What To Do About Fragile Systems – Part 1

Address Technical Debt before it leads to Bankruptcy

By James Wilt, Distinguished Architect

When we look at legacy systems built on out-of-support platforms in deprecated languages using dated data repositories, we can easily relate to their fragility. We’ll discuss this in Part 1 below.

However, there are also new products built on less solid foundational practices that introduce a whole new level of fragility into the solutions ecosystem. These systems are plagued by best intentions and poor execution. We’ll discuss these in Part 2 in a follow-on article

Finally, there exist fragile systems serving purposes that are well accepted under certain circumstances. Let’s learn when it’s OK to have fragility in Part 3 of that follow-on article.

Ignoring difficult situations and decisions is almost a form of art. We hope the bad we aren’t addressing will remain dormant so we never have to tackle its ramifications head-on. To be clear:

Hope is not a strategy!

The more we ignore, the deeper the hole of despair when bad happens. Let’s examine more practical approaches to deal with fragile systems to, perhaps, avoid bad altogether.

Part 1  – Legacy Systems

I was recently on a support call to renew my membership with an organization and there was a glitch where they couldn’t take my credit card and needed to reboot their legacy system as part of their standard operating procedure. OK. That happens. They took my phone number and said they would call me right back after the reboot completed. That was 6-weeks ago and still no call back. This was actually my third attempt to renew my membership as the other two also ended abruptly due to software “glitches”. Lost revenue and lost customer. Worse is that this will never be noticed because these old, fragile systems have no telemetry that track their losses! It’s all absorbed into acceptance that these things happen.

Every organization has some sort of legacy system, like this. It’s worse when they are a key dependency to other modern systems’ operation. Any original authors have moved on or retired or were consultants now long gone.
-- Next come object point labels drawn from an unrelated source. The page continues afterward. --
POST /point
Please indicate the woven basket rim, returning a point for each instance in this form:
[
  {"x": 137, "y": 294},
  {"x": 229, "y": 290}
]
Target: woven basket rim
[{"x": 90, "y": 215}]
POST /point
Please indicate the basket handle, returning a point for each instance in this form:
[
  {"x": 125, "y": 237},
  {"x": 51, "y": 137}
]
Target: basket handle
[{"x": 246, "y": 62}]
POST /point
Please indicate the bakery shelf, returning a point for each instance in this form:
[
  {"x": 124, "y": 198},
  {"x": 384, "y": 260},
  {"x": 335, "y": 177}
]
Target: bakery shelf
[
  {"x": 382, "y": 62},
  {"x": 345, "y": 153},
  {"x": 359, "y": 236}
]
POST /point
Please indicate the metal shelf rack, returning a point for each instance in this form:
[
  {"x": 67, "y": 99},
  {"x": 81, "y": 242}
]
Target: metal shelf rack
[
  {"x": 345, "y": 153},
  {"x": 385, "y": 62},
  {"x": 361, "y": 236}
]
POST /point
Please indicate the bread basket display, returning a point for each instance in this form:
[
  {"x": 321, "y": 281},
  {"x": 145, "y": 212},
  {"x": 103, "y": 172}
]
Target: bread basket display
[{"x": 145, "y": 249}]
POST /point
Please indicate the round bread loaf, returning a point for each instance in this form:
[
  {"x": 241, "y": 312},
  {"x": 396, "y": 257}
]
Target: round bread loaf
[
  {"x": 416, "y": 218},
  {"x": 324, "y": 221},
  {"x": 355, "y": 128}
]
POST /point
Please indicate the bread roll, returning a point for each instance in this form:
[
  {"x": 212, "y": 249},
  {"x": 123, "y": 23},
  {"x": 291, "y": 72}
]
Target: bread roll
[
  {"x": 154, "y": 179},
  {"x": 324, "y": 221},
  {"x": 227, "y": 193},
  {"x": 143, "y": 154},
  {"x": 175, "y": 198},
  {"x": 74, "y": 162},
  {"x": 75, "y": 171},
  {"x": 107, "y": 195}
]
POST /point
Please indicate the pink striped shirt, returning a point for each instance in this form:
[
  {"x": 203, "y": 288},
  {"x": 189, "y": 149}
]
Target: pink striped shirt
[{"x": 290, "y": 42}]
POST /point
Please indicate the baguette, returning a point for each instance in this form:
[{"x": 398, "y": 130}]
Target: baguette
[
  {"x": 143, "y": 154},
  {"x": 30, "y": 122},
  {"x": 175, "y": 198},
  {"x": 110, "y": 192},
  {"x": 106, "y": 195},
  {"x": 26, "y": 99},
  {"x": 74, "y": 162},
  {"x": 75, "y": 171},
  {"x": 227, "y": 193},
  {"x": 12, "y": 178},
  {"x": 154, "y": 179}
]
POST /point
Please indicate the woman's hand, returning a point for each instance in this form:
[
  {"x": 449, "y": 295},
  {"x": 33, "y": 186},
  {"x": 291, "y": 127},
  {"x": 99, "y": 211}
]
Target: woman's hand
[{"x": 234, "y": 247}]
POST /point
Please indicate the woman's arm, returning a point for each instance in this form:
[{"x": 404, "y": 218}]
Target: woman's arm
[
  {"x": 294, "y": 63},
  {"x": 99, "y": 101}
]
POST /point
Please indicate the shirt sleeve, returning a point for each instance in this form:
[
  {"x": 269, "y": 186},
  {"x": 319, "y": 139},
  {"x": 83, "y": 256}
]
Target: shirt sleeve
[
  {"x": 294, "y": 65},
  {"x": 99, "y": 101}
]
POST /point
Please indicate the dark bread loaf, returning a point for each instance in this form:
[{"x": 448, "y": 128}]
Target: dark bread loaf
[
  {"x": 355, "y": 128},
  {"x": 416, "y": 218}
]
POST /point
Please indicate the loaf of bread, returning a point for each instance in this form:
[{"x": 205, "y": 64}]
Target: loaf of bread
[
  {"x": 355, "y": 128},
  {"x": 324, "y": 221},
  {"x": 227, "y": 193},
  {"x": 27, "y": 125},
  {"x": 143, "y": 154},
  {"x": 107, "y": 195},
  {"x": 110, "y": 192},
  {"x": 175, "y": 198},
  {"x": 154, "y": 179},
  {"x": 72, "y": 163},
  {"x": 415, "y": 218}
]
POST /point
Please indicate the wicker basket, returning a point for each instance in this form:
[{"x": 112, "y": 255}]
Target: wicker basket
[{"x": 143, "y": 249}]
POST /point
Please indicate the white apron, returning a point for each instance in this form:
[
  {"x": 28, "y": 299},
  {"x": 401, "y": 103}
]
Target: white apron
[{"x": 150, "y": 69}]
These legacy systems generally require heavy manual intervention and secretly cost organizations dearly in lost revenue, lost customers, frustrated employees, and are moderate to high security risks.

A thorough analysis of the actual cost and loss from legacy systems is rarely undertaken. While maintenance and operational costs are more easily attainable, actual impact and hidden costs are much more difficult to obtain.

Discover hidden costs & fallout with suggested takeaways:

·      Cost & impact of human manual interaction to correct errors:

  • You actually have to pay people to manually fix things when legacy failure issues arise. While fixing these issues, other work is not being done (it’s a double-hit).
  • Employees fixing issues manually often become more frustrated and dissatisfied which leads to decreased morale & productivity.
  • Customer experience is negatively impacted when manual interaction is necessary. There is often some form of compensation in the form of discount or free service for their troubles which creates additional cost for the mistake being corrected.
  • Takeaway: Calculate all compounded costs, compensations, and delays associated with every manual interaction type including impact to your customer NPS.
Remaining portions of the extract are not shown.